Dans le premier cas, la juge Claudia Prémont a retenu les risques pour la santé de la nouvelle conjointe du père, qui souffre d’une maladie auto-immune. L’enfant n’éprouve aucune difficulté à l’école, il est d’ailleurs en maternelle. La mère souhaitait qu’il y retourne pour socialiser et retrouver ses amis, ce qui l’aurait privé de son père.

La cour a estimé que l’intérêt de l’enfant sera mieux servi s’il peut avoir une relation continue et positive avec chacun de ses parents. La juge a souligné qu’il ne restait que six semaines avant la fin des classes.

L’autre dossier touche aussi un enfant de 6 ans dont la mère, qui a une santé précaire, assure le suivi scolaire à la maison. Il vaut mieux pour l’enfant que sa mère demeure en santé.

La suite des choses

Cette jurisprudence sera bien utile pour les tribunaux de la grande région de Montréal, si l’école reprend comme prévu le 25 mai prochain.

Des différends sont à prévoir et la Cour supérieure pourra s’appuyer sur les quelques décisions rendues par des collègues.

Les tribunaux auront aussi l’avantage de pouvoir observer la situation dans les écoles ouvertes en région depuis le 11 mai. Si tout se passe bien et que la situation est sous contrôle, les arguments quant aux risques pour la santé perdront de leur vigueur.

Et les camps de jour?, s’interroge Me Sylvie Schirm. On ne sait toujours pas s’il y en aura cet été, mais gageons que s’il y en a, ça causera là aussi de l’opposition. Comme les camps de jour ne répondent pas à un droit fondamental en lien avec l’éducation, l’argument sera plus difficile à plaider. Ce sera essentiellement un argument de socialisation pour les enfants.

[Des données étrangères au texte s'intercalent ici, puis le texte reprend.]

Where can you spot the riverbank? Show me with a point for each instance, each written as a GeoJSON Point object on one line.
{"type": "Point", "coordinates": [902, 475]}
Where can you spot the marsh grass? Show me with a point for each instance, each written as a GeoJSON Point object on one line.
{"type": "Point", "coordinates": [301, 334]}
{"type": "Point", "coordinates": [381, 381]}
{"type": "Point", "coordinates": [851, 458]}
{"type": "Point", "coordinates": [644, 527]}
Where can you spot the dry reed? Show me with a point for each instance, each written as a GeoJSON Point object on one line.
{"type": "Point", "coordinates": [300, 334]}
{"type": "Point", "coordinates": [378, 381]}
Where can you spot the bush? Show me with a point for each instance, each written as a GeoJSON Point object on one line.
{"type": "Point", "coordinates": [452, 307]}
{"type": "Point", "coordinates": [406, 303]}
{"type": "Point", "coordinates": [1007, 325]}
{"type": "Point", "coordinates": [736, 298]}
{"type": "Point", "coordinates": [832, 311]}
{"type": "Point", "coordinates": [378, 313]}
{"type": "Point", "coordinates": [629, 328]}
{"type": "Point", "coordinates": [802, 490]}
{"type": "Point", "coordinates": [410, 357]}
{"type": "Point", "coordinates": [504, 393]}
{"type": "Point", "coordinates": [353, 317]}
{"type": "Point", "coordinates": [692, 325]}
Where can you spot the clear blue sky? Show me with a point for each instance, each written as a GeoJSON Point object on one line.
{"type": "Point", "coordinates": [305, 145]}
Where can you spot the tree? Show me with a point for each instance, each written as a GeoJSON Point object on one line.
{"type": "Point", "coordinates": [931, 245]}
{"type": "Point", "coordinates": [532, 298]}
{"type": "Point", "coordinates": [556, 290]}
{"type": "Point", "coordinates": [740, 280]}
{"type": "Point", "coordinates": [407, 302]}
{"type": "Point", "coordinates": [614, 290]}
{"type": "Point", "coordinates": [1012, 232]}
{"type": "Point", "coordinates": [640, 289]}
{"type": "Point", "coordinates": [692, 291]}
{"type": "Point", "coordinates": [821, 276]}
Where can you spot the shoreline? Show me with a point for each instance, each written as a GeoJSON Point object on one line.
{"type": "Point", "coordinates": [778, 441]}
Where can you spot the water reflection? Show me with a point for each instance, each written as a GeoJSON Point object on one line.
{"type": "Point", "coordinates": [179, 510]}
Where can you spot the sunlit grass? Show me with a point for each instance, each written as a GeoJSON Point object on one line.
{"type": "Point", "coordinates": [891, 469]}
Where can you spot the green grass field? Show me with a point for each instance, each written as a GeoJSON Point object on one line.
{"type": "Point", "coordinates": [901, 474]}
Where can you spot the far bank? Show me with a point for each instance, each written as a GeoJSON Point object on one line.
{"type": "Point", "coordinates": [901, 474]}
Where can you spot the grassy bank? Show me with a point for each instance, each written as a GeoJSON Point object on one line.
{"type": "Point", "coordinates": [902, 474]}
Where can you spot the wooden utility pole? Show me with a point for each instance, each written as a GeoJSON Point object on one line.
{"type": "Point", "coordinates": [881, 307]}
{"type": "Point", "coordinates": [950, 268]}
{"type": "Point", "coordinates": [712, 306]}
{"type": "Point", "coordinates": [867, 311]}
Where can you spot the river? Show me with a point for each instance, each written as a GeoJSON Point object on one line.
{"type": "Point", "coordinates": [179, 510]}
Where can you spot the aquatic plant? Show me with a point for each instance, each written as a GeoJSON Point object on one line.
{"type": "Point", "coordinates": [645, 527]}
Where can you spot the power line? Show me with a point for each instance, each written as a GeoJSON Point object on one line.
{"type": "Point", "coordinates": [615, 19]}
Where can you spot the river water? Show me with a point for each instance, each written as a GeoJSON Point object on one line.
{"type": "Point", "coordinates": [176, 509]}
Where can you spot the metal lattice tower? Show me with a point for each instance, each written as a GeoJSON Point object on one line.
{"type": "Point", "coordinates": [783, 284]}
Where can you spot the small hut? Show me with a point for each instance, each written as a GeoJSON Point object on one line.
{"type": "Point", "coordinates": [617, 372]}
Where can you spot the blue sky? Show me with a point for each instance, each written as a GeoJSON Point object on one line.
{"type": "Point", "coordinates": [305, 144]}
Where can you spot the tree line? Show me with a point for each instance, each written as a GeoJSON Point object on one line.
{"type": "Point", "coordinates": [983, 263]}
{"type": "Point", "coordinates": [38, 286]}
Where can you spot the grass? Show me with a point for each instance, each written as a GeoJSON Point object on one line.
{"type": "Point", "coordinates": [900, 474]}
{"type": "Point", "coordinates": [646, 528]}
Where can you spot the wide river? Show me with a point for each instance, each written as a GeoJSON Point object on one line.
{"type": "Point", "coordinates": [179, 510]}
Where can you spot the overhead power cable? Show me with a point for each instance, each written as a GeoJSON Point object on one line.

L’avocate se prépare aussi pour la rentrée de septembre. Ce sera assurément plus difficile de justifier un refus de fréquenter l’école l'automne prochain, alors que la crise sanitaire devrait s’être apaisée.

Me Schirm fait remarquer que, d’ici là, il est fort possible que les tribunaux soient capables de tenir des audiences, auquel cas un débat de fond pourrait avoir lieu et des témoins pourraient être entendus, ce qui donne toujours beaucoup plus de substance à un dossier.